Fiquei a pensar nessa coisa dos nomes. Andei a mastigar o assunto nos últimos dias, e talvez pela acidez do tema, plantou-se um desconforto, uma afta no pensamento. A perturbação que certos episódios nos provocam é, por vezes, como essa fissura que aparece na língua: fica por ali a importunar quando querermos digerir as coisas ou saborear uma conversa. Um golpe… a incomodar.

O episódio, sobejamente amplificado, dos nomes de crianças ditos em voz alta, na Casa da Democracia, como quem enuncia uma lista de meninos mal comportados, que não entregaram os TPC, que merecem ficar de castigo, repete-se na televisão plantada sobre o balcão do café, onde me sento habitualmente, replicado nas cores vibrantes e sedutoras do canal noticioso, como numa série em que se recapitula o que acabou de acontecer no último episódio…

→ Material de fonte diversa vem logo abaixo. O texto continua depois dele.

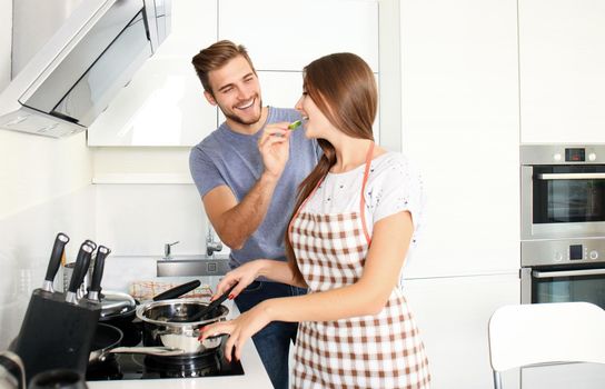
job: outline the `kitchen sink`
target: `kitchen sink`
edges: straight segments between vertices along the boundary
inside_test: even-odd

Levo a colher à boca, escaldo a língua, cuspo a comida…

— É a sopa, Ana? Está muito quente?

— Não. É a política.

A dona já me conhece pelo nome… É comum. Fácil de decorar.

— Não me leve a mal, mas vou ter de levar para casa…

Estou com uma indigestão na ética. Um refluxo moral.

— Claro… A Ana é que sabe… — diz a Joana (eu também a trato pelo nome), já a despejar a sopa da tigela.

Saio de sopa na mão, ainda a tatear o dano da queimadura com a ponta da língua, a contorcer o meu nome entre os lábios, a experimentar a pequeneza da palavra entre os dentes, a revirá-la como um rebuçado, daqueles que acabam logo, que demoram pouco tempo a degustar. Ana. Mastigo, a imaginá-lo mais comprido, mais intrincado, mais sofisticado: Anacleta, Ambrósia, Ana Lúcia… Nenhum deles me serviria, como uma roupa do tamanho acima, que tentamos fazer ajustar desajeitada.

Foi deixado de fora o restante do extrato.